Fino al 21 dicembre, presso la Galleria Simondi di Torino, è possibile visitare una bella mostra personale di Gabriele Arruzzo. Con questa esposizione, l’artista continua la collaborazione iniziata ormai diversi anni fa con la galleria (allora di Alberto Peola), presentando una serie di lavori creati ad hoc per l’occasione e la città di Torino.
Gabriele Arruzzo (nato a Roma nel 1976, vive e lavora a Pesaro) ha costruito negli anni un suo personalissimo linguaggio pittorico che attinge tanto al codice visivo ed espressivo delle graphic novels e, forse soprattutto, dei graffiti, quanto agli stilemi e ai simbolismi della storia dell’arte pittorica tradizionale. L’abbondante ricorso a simboli, metafore rende oggetti e soggetti dipinti fortemente evocativi dal punto di vista figurativo e iconico. Nasce così un linguaggio molto personale e riconoscibile, frutto di una ricerca artistica profonda e duratura, di cui si percepisce la serietà e solidità.

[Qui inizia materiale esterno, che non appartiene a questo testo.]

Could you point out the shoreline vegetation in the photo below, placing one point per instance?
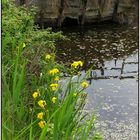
(36, 104)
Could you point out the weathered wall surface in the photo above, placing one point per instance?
(83, 11)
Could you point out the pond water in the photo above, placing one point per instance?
(112, 52)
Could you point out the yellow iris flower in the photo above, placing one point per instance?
(77, 64)
(54, 99)
(36, 94)
(54, 86)
(48, 56)
(41, 124)
(42, 103)
(84, 84)
(40, 115)
(54, 71)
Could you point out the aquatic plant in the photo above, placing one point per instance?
(36, 104)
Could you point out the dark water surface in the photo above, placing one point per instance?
(112, 52)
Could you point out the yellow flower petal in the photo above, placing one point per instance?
(41, 124)
(48, 56)
(40, 115)
(54, 99)
(53, 71)
(42, 103)
(54, 86)
(84, 84)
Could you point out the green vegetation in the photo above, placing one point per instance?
(37, 102)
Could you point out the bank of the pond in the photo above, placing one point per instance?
(112, 52)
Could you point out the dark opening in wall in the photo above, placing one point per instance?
(70, 22)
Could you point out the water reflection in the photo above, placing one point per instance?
(112, 52)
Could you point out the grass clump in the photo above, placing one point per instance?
(37, 101)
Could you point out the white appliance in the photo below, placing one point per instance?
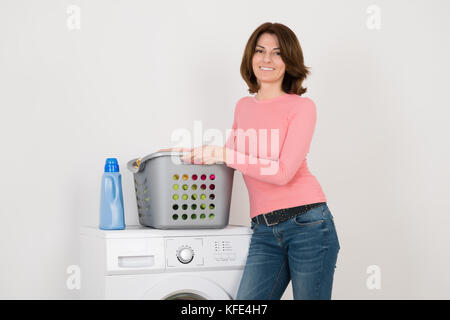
(147, 263)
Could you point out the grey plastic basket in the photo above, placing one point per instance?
(172, 194)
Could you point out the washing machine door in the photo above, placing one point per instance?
(186, 288)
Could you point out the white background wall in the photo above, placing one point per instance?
(137, 70)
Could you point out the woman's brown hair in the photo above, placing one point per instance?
(291, 53)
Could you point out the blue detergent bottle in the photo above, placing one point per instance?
(111, 198)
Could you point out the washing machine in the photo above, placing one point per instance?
(146, 263)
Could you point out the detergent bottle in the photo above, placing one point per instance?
(111, 198)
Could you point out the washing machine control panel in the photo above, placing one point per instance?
(209, 252)
(185, 254)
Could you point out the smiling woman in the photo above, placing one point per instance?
(273, 46)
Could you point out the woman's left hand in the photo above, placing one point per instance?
(206, 154)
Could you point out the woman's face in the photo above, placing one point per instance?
(267, 54)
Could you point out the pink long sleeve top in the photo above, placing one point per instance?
(268, 144)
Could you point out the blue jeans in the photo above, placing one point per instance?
(303, 250)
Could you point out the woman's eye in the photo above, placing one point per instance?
(258, 50)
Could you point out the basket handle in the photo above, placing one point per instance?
(132, 165)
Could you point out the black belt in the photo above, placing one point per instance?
(280, 215)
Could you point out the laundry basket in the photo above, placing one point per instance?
(172, 194)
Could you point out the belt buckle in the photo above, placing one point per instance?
(267, 223)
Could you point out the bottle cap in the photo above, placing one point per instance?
(111, 165)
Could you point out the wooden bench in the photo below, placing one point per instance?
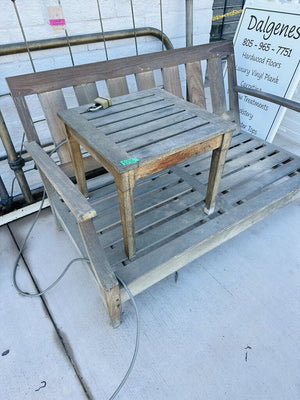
(171, 230)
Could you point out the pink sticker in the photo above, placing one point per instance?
(56, 22)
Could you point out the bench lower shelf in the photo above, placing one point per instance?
(171, 226)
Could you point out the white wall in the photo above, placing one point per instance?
(82, 18)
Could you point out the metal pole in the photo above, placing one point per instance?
(15, 162)
(134, 30)
(189, 22)
(5, 199)
(68, 41)
(45, 44)
(102, 30)
(161, 24)
(24, 36)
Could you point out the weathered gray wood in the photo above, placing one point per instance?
(216, 83)
(171, 80)
(97, 144)
(102, 271)
(53, 102)
(65, 77)
(26, 119)
(112, 219)
(114, 118)
(160, 134)
(117, 86)
(185, 141)
(215, 173)
(126, 202)
(148, 270)
(145, 80)
(195, 86)
(150, 122)
(66, 189)
(86, 93)
(77, 162)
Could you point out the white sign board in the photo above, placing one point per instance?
(267, 52)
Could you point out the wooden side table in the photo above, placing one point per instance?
(141, 134)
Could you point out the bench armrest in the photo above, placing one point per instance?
(74, 199)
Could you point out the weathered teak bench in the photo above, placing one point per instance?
(171, 228)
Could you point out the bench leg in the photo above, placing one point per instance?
(107, 281)
(215, 173)
(126, 201)
(77, 163)
(51, 193)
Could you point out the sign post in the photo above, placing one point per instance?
(267, 53)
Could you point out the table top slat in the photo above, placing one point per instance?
(177, 143)
(172, 131)
(125, 115)
(152, 125)
(138, 121)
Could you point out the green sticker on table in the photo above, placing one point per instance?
(129, 161)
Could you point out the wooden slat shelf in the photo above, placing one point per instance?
(171, 226)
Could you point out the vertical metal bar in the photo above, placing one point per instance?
(102, 30)
(161, 24)
(23, 33)
(189, 22)
(134, 29)
(14, 161)
(68, 40)
(223, 19)
(5, 199)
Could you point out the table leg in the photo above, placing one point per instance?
(126, 201)
(77, 163)
(215, 173)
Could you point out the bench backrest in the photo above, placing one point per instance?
(149, 70)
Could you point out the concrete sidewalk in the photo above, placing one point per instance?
(228, 329)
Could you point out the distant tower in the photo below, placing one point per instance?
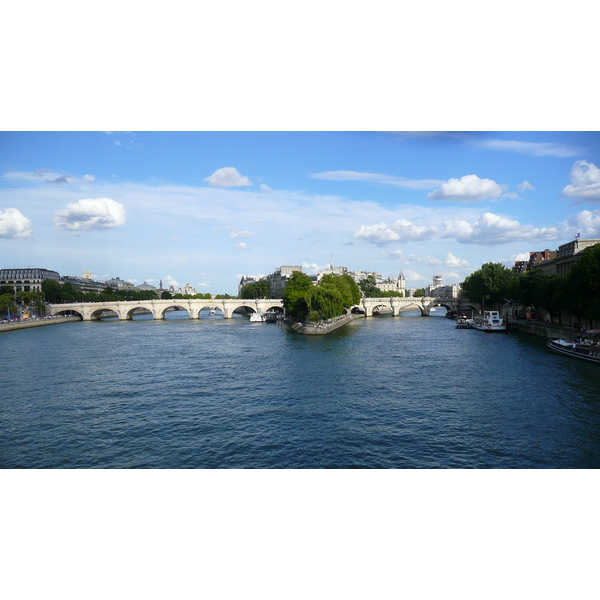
(402, 283)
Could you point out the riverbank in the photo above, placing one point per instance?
(324, 327)
(547, 330)
(40, 323)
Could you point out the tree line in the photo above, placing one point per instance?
(330, 298)
(576, 293)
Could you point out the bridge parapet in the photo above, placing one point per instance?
(91, 311)
(422, 303)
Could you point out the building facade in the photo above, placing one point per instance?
(565, 257)
(26, 279)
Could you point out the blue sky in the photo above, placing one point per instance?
(207, 207)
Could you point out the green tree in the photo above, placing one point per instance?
(526, 284)
(294, 293)
(258, 289)
(7, 305)
(52, 291)
(324, 302)
(491, 284)
(346, 286)
(368, 287)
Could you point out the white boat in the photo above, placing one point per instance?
(463, 323)
(490, 320)
(589, 352)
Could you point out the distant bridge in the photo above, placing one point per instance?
(93, 311)
(423, 304)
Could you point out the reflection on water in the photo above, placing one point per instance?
(383, 392)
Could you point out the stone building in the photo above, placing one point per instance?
(565, 257)
(26, 279)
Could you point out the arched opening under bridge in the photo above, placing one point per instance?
(69, 313)
(174, 312)
(210, 312)
(104, 314)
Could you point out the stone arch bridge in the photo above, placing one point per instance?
(423, 304)
(92, 311)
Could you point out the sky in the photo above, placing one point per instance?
(205, 208)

Il titolo di questa mostra da Simondi, affidata alla curatela di Marco Tonelli, è “Terzo Purgatorio” e rimanda ad un’atmosfera esistenziale molto particolare, vissuta dall’artista in prima persona. Se il Purgatorio è quel luogo del mito biblico e dantesco in cui si sconta il male compiuto e a volte ricevuto, l’allusione nascosta è l’uscita dalle fiamme dell’inferno e la preparazione verso l’ingresso in Paradiso. Il Purgatorio è, infatti, un luogo di passaggio che forgia le anime con un fuoco purificatore capace di renderle più pure e semplici, e idealmente rappresenta quei momenti dell’esistenza in cui siamo costretti dagli eventi, oppure da una necessità interiore, a confrontarci con aspetti della vita che non avremmo voluto incontrare, ma che pure ci fanno crescere, sebbene appaiano carichi di complessità e a volte di dolore. Il tema è, insomma, quello della maturazione, dell’evoluzione verso stadi più alti e profondi dell’esistenza e della coscienza, che spesso avviene attraverso il passaggio attraverso situazioni conflittuali o complesse.
Ma il tema della maturazione, frutto di questo passaggio in purgatorio, è molto pregnante anche dal punto di vista della ricerca artistica di Gabriele Arruzzo, che presenta al pubblico un lavoro molto raffinato e maturo, ricco di significati e insieme frutto di un lavoro complesso e stratificato, di cui si percepisce lo studio e la precisione anche dal punto di vista della tecnica, che appare finemente elaborata.
Salta agli occhi una netta differenza con molta della produzione precedente dell’artista, che di solito predilige colori brillanti dai toni freddi, ma vivaci, mentre in questo caso presenta tutte tele dove il colore si stratifica, andando dal grigio al nero. E così il risultato sono opere esteticamente belle, piacevoli da guardare, ma insieme perturbanti per i loro contenuti e le allusioni a mondi misteriosi, forse addirittura esoterici, densi di elementi sempre tesi tra il fiabesco e l’onirico.